Imam Suhaib Webb: The ‘Snapchat imam’ -- For years, if you wanted to know if whether watching “The Walking Dead” was halal or haram (allowed or forbidden, in Muslim parlance) the imam to ask was Suhaib Webb. Webb, a convert to Islam whose grandfather was a Christian minister, combines a love for popular culture, particularly hip-hop, with deep Islamic learning. …

This list was an eye opener for me, as I’d never heard of some of these folks.

Who would be our picks? I thought of people who I could call up for quotes; folks like Ihsan Bagby, the University of Kentucky scholar known for his mosque surveys; Imam Yahya Hendi at Georgetown University and Seyyed Hossein Nasr, co-editor of “The Study Quran” that we wrote about here.

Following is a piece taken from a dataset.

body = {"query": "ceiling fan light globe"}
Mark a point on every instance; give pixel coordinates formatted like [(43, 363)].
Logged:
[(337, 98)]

Also Imam Hassan Al-Qazwini, a Shi’ite scholar out of Detroit who would be my choice for the first Muslim to pray at a presidential inauguration; Muzammil Sidiqqi, chair of the Fiqh Council of North America; Nihad Awad of the Council on American-Islamic Relations and Khaled M. Abou El Fadl, a Muslim scholar from UCLA who had this amazing interview with the Los Angeles Times after the Paris attacks three years ago. (A hat tip to fellow getreligionista Dick Ostling for contributing to this list).

Lastly, there is:

Dalia Mogahed: The data guru -- Dalia Mogahed … is now director of research at the Institute for Social Policy and Understanding, where she helps conduct “solution-seeking” research on American Muslims. Her TED Talk on “What it’s like to be a Muslim in America” has been viewed 2.8 million times.
Reza Aslan: The storyteller -- Reza Aslan immigrated from Iran to the United States with his family in the early 1980s … Last year, CNN cancelled his show, “Believer,” after Aslan used profane language to describe President Trump. But American Muslims say Aslan remains influential as a writer, Hollywood producer and public intellectual.
Amani Al-Khatahtbeh: The ‘MuslimGirl’ -- Amani Al-Khatahtbeh … she started her own platform, With “Muslim Women Talk Back” as its motto, the online magazine challenges everything from ridiculous religious edicts -- one section is called WTF?, meaning “What the Fatwa?” -- to gender dynamics in Islam and American foreign policy.

Read the whole list. We can argue  as to who should or should not be on it, but at least CNN put one out there. I hope more such lists follow, preferably with an explanation of what "influence" really signifies.